Kara-Murza Vladimir. Laico e politico è un oppositore di Putin. Condannato a 25 anni di carcere ha scritto un testo che è fortunosamente uscito dal cercare e pubblicato in diverse riviste e blog (Meduza, Asianews ecc.). È una lettera piena di sapienza e spessore spirituale che ricorda la testimonianza di alcuni preti fra quelli sopra ricordati e sottolinea che simili provvedimenti censori «si raccontano sempre più in tutto il paese e nelle diverse eparchie della Chiesa ortodossa russa». afferma che la Scrittura e i padri sono concordi nel giudizio negativo sulla guerra. Ricorda in particolare la testimonianza dell’archimandrita Spiridone dopo la prima guerra mondiale. «In che cosa ho trasformato i santi misteri – si chiedeva – non è questo uno dei mezzi più potenti per ispirare i soldati a uccidere soldati come loro? Attraverso la comunione dei soldati impegnati in una sanguinosa battaglia, non ho forse mandato Cristo stesso a uccidere le persone e a farsi uccidere?».
Magistero ignorato
Dottrina sociale russa. Alcuni dei testimoni qui ricordati come anche alcuni dei tribunali ecclesiastici che li hanno condannati si rifanno a I Fondamenti della concezione sociale, testo magisteriale approvato dal concilio di Mosca nel 2000 e alla cui stesura e approvazione ha partecipato lo stesso patriarca Cirillo. Scritto sulla falsariga della parallela dottrina sociale cattolica (diversi esperti cattolici parteciparono alla preparazione) il testo è stato adattato alle concezioni russe. Nel documento è contenuta una lettura prudente sulla guerra, nell’ambito della “guerra giusta”, e si esclude da ogni giustificazione una guerra di aggressione o una guerra civile (cap. terzo, n. 8).
Si afferma «la guerra è male» (capitolo 8, n.1). Pur giustificando l’esercito e una eventuale guerra si enumerano le condizioni che la rendono tollerabile (capitolo 8, n. 3). Una verifica immediata è riconoscibile da come si trattano i prigionieri, la popolazione civile della parte avversaria, specialmente i bambini le donne e gli anziani. «La chiesa ortodossa russa aspira a realizzare il suo servizio di edificazione della pace sia a livello nazionale che internazionale, cercando di comporre le diverse contraddizioni e di indurre alla concordia gruppi etnici, governi e forze politiche» (capitolo 8, n. 5). E ancora: «È contrario all’etica ortodossa operare distinzioni di carattere morale fra nazioni e umiliare una qualsiasi nazione, etica o civile. A maggior ragione sono in contrasto con l’ortodossia gli insegnamenti che mettono la nazione al posto di Dio o degradano la fede a uno degli aspetti dell’autocoscienza nazionale» (capitolo 2 n.4).

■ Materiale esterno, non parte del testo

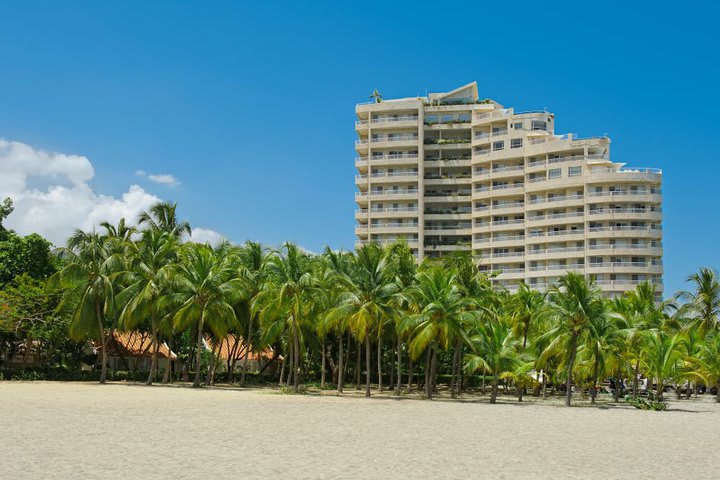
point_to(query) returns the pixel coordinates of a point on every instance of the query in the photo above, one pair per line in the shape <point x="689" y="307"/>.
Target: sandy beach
<point x="74" y="430"/>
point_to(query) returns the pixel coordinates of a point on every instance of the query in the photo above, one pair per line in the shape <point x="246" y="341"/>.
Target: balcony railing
<point x="391" y="210"/>
<point x="405" y="118"/>
<point x="394" y="225"/>
<point x="498" y="206"/>
<point x="394" y="138"/>
<point x="508" y="168"/>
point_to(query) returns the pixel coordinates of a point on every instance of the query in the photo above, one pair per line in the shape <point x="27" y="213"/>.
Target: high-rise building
<point x="450" y="172"/>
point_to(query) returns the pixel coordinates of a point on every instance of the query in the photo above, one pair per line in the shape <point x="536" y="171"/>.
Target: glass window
<point x="539" y="125"/>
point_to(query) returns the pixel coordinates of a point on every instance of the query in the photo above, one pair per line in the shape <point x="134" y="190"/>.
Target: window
<point x="539" y="125"/>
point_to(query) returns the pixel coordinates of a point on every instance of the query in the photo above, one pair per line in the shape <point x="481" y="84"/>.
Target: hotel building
<point x="450" y="172"/>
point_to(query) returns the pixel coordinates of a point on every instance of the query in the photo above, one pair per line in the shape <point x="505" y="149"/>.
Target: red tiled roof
<point x="134" y="344"/>
<point x="233" y="347"/>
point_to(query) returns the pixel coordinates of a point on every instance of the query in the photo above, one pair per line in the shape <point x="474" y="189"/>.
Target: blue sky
<point x="251" y="106"/>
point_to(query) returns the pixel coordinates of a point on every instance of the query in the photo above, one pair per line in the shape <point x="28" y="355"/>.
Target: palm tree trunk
<point x="156" y="347"/>
<point x="571" y="365"/>
<point x="593" y="392"/>
<point x="358" y="358"/>
<point x="399" y="366"/>
<point x="196" y="382"/>
<point x="367" y="364"/>
<point x="291" y="364"/>
<point x="103" y="341"/>
<point x="410" y="373"/>
<point x="433" y="371"/>
<point x="323" y="367"/>
<point x="391" y="365"/>
<point x="493" y="391"/>
<point x="248" y="342"/>
<point x="341" y="366"/>
<point x="428" y="355"/>
<point x="454" y="381"/>
<point x="168" y="369"/>
<point x="296" y="354"/>
<point x="379" y="364"/>
<point x="636" y="371"/>
<point x="282" y="371"/>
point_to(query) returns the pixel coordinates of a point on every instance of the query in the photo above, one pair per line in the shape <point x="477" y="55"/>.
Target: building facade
<point x="450" y="172"/>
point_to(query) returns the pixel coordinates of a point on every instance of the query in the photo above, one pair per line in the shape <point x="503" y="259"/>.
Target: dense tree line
<point x="373" y="313"/>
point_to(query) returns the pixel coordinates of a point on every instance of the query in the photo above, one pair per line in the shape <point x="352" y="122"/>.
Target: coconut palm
<point x="602" y="340"/>
<point x="661" y="357"/>
<point x="366" y="302"/>
<point x="204" y="288"/>
<point x="338" y="267"/>
<point x="527" y="306"/>
<point x="287" y="296"/>
<point x="572" y="304"/>
<point x="88" y="283"/>
<point x="151" y="260"/>
<point x="710" y="361"/>
<point x="444" y="317"/>
<point x="704" y="300"/>
<point x="494" y="349"/>
<point x="252" y="257"/>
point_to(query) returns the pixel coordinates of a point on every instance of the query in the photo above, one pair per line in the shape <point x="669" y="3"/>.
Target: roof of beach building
<point x="134" y="344"/>
<point x="233" y="347"/>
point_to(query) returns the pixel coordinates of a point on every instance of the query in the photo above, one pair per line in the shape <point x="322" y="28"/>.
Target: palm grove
<point x="371" y="319"/>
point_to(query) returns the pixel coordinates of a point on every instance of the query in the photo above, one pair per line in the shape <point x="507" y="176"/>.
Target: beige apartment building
<point x="450" y="172"/>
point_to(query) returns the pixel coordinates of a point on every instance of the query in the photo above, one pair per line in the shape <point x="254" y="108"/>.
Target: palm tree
<point x="704" y="301"/>
<point x="367" y="299"/>
<point x="163" y="216"/>
<point x="527" y="307"/>
<point x="204" y="288"/>
<point x="88" y="283"/>
<point x="288" y="296"/>
<point x="443" y="320"/>
<point x="151" y="260"/>
<point x="638" y="312"/>
<point x="253" y="258"/>
<point x="600" y="342"/>
<point x="338" y="267"/>
<point x="572" y="304"/>
<point x="494" y="349"/>
<point x="661" y="357"/>
<point x="710" y="361"/>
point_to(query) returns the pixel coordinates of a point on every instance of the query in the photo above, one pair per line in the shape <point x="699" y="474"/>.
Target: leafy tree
<point x="88" y="287"/>
<point x="203" y="288"/>
<point x="572" y="304"/>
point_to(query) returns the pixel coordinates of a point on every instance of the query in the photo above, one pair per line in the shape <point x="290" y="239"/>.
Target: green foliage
<point x="650" y="404"/>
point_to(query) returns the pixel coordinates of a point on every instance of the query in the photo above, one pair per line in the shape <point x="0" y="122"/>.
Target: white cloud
<point x="205" y="235"/>
<point x="164" y="179"/>
<point x="160" y="178"/>
<point x="52" y="195"/>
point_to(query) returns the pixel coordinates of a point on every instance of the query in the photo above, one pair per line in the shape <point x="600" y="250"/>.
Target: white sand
<point x="128" y="432"/>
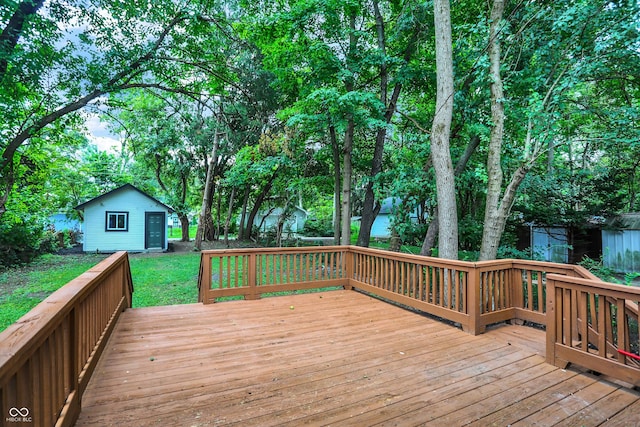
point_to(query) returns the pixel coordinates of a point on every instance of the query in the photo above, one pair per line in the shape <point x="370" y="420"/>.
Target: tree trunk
<point x="494" y="216"/>
<point x="347" y="148"/>
<point x="184" y="224"/>
<point x="256" y="207"/>
<point x="370" y="209"/>
<point x="206" y="203"/>
<point x="337" y="176"/>
<point x="346" y="184"/>
<point x="243" y="214"/>
<point x="227" y="222"/>
<point x="440" y="133"/>
<point x="432" y="231"/>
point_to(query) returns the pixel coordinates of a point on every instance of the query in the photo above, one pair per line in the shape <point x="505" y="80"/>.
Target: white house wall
<point x="621" y="250"/>
<point x="96" y="238"/>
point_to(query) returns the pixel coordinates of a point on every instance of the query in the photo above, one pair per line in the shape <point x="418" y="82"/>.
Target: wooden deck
<point x="335" y="358"/>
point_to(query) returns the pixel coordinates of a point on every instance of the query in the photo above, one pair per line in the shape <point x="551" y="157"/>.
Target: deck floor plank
<point x="334" y="358"/>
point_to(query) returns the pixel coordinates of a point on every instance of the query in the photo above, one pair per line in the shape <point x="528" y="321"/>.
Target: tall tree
<point x="113" y="46"/>
<point x="440" y="133"/>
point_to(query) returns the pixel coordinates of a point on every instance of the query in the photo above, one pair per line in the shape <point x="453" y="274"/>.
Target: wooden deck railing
<point x="251" y="273"/>
<point x="47" y="357"/>
<point x="472" y="294"/>
<point x="595" y="325"/>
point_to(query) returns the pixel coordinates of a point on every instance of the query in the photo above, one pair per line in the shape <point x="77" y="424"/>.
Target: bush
<point x="21" y="242"/>
<point x="318" y="227"/>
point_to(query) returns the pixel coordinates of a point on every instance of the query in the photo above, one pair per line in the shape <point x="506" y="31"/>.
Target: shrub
<point x="318" y="227"/>
<point x="22" y="241"/>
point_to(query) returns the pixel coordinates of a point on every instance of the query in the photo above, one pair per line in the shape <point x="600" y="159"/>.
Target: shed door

L’insieme mal si accorda con l’attuale atteggiamento di Cirillo e della direzione della Chiesa ortodossa. Anche se nel documento esistono “scorciatoie” che possono essere invocate. Fra queste la giustificazione alla guerra di san Cirillo la cui citazione si conclude: «se essi (i soldati) moriranno sul campo di battaglia, la Chiesa li canonizzerà tra i santi martiri e i loro nomi saranno ricordati e invocati nelle preghiere davanti a Dio». Oppure più in generale, dopo aver parlato delle forme del governo, si dice: «Non si può del tutto escludere la possibilità di una rinascita spirituale di una società, tale da rendere naturale una forma di ordinamento statale più accentuatamente religioso».